AROUND THE HOUSE:  A deck of cards should be shuffled seven times to properly play with them. Playing cards in India are round. On the new U.S. $100 bill, the time on the clock tower of Independence Hall is 4:10. The Australian $5, $10, $20, $50, and $100 notes are made of plastic. More people use blue toothbrushes than red ones. Alaska has more outhouses than any other state (and if any of you have ever watched the television series Buying Alaska, you'll be very much aware of this). There are more Barbie dolls in Italy than there are Canadians in Canada. Rubber bands last longer when refrigerated.

HISTORY'S MYSTERIES:  A old Virginia law on the books requires all bathtubs to be kept in the yard, not inside the house. Persia had a pony express many years before Christ where riders delivered mail across Asia Minor. Ancient Egyptians shaved off their eyebrows to mourn the death of their cats. When some mummies were unwrapped, the bandages were a total of 1.5 miles in length. In ancient Greece, women counted their age from the day they were married. The Roman goddess of sorcery, hounds, and the crossroads is named Trivia. The Chinese ideogram for trouble depicts two women living under one roof. On July 28, 1945, a B-25 bomber airplane crashed into the 79th floor of the Empire State Building (and no, it was not a terrorist act). Morocco was the first country to recognize the United States in 1789. In 1890 New Zealand was the first country to give women the right to vote. In London in the 1700s, you could buy insurance against going to hell.

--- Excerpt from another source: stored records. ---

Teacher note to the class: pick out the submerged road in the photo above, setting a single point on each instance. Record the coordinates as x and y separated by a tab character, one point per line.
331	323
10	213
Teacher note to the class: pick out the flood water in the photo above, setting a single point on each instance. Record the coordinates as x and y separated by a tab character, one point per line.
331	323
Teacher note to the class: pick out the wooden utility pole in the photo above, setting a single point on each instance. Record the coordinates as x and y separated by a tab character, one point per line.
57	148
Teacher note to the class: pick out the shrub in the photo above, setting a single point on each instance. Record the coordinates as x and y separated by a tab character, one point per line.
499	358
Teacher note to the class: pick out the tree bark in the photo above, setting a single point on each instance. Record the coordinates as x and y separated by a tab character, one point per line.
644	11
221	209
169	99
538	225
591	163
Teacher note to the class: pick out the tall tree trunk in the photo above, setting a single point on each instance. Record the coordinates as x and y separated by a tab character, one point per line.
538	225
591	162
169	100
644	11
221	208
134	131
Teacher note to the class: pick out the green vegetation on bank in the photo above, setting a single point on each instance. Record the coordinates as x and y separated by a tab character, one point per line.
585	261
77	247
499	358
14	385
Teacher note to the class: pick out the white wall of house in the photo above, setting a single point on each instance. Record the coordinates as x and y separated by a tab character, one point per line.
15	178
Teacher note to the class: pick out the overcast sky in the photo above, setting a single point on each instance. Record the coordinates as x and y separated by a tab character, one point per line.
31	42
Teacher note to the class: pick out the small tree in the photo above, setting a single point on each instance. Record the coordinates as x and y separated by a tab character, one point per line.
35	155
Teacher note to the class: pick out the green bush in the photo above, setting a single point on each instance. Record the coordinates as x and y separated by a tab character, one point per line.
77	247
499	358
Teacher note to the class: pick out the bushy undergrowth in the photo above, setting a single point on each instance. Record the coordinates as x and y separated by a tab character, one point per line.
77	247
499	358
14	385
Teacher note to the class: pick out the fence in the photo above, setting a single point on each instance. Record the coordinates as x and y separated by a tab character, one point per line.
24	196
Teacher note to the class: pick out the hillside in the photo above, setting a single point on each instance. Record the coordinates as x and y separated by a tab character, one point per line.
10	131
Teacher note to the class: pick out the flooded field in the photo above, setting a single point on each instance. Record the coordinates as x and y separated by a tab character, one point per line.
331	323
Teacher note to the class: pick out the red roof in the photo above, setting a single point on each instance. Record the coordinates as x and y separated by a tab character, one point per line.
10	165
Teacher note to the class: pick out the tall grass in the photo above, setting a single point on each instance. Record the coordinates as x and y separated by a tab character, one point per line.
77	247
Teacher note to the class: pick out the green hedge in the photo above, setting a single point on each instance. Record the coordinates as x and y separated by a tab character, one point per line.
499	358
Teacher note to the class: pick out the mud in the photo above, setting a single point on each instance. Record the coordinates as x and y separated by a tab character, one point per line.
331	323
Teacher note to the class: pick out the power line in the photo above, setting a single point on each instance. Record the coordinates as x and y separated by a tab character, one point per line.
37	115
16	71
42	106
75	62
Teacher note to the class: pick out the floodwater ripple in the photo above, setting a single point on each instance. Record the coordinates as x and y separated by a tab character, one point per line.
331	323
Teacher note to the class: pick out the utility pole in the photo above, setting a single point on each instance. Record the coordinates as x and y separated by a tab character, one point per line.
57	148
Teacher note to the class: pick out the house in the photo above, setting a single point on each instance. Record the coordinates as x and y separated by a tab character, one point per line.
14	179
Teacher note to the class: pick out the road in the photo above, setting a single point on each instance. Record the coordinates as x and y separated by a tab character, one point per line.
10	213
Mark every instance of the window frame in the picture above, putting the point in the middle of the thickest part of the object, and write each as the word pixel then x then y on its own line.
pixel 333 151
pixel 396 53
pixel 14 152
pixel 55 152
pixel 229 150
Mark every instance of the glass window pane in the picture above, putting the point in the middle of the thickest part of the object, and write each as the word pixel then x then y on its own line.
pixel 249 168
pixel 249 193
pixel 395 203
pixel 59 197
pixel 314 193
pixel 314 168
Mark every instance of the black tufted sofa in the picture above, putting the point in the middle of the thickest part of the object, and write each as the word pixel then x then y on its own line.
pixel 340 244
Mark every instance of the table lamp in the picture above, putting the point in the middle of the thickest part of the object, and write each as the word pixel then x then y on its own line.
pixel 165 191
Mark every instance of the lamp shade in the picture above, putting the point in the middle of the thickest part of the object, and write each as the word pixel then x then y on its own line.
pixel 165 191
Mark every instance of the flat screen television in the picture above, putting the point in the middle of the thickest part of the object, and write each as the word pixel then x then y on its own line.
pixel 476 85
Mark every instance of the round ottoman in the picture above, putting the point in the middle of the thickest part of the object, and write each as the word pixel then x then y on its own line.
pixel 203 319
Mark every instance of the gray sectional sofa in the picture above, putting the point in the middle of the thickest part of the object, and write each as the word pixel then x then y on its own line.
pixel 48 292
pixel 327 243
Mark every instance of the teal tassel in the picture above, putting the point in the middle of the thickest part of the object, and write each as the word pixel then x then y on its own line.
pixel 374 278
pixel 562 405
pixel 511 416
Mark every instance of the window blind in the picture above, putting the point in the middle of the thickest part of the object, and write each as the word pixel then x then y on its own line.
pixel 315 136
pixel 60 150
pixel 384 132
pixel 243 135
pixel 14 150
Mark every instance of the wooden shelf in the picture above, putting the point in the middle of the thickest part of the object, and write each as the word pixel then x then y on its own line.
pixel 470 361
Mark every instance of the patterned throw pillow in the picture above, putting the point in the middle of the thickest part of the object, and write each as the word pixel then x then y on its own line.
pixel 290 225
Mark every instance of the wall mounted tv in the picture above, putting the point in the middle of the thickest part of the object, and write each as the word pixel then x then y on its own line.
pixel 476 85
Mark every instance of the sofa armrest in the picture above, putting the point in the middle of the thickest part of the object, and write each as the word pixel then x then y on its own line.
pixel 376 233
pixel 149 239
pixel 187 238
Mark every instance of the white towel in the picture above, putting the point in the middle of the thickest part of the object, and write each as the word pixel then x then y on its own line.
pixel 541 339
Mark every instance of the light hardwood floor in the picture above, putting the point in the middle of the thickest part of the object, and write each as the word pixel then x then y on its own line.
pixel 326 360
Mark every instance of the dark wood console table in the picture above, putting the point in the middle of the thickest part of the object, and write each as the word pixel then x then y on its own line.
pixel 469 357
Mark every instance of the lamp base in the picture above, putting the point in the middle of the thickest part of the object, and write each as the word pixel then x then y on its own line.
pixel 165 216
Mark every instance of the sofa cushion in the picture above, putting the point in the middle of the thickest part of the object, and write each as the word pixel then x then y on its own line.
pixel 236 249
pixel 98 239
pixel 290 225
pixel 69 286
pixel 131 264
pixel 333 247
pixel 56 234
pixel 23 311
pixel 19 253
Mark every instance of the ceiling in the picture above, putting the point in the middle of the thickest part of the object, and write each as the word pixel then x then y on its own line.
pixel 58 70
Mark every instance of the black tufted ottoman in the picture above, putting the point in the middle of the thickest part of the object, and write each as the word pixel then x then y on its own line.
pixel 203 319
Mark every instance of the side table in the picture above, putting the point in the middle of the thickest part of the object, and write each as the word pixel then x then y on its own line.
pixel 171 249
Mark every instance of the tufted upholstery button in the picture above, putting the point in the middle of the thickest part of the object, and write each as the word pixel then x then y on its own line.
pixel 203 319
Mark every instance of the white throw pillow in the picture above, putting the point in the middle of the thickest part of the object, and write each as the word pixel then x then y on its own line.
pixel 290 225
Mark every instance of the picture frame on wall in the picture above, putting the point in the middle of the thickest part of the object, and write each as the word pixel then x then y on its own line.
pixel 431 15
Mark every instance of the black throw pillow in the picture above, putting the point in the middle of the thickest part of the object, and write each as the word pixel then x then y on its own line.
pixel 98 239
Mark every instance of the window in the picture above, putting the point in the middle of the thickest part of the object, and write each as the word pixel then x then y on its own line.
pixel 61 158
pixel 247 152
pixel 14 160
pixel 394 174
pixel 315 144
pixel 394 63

ROAM IF YOU WANT TO:  The Frankford Avenue Bridge built in 1697 in Philadelphia crosses Pennypack Creek and is the oldest U.S. bridge in continuous use. In Washington, D.C., no building can be built taller than the Washington Monument. There are more than six hundred rooms in Buckingham Palace. The full name of Los Angeles is El Pueblo de Nuestra Senora la Reina de los Angeles de Porciuncula (no wonder it's often referred to simply as LA). Harvard uses Yale brand locks on their buildings and Yale uses Best brand locks. It is forbidden to fly aircraft over the Taj Mahal. Central Park opened in 1876 and is nearly twice the size of the country of Monaco. The San Diego Zoo has the largest collection of animals in the world.

HOLY MATTERS:  The color of mourning in Turkey is violet, while in most Muslim countries and China it's white. In the early eighteenth century, two-thirds of Portugal was owned by the Church. The youngest pope was eleven years old. Snow angels originated from medieval Jewish mystics who practiced rolling in the snow to purge themselves of evil urges.

BUSINESS RELATIONS:  Japan's currency is the most difficult to counterfeit. The largest employer in the world is the Indian railway system, employing more than a million people. The sale of vodka makes up ten percent of Russian government income. In most advertisements, including newspapers, the time displayed on a watch is 10:10.

THE SPORTING GOODS:  A baseball has exactly 108 stitches. Bank robber John Dillinger played professional baseball. In 1936 American track star Jesse Owens beat a racehorse over a one hundred yard course…and the horse was given a head start. It takes three thousand cows to supply the NFL with enough leather for a year's supply of footballs. Before 1850, golf balls were made of leather and stuffed with feathers. Boxing is considered the easiest sport for gamblers to fix. Tug-of-war was an Olympic event between 1900 and 1920. Professional hockey players skate at an average speed of 20 to 25 miles per hour. Karate originated in India.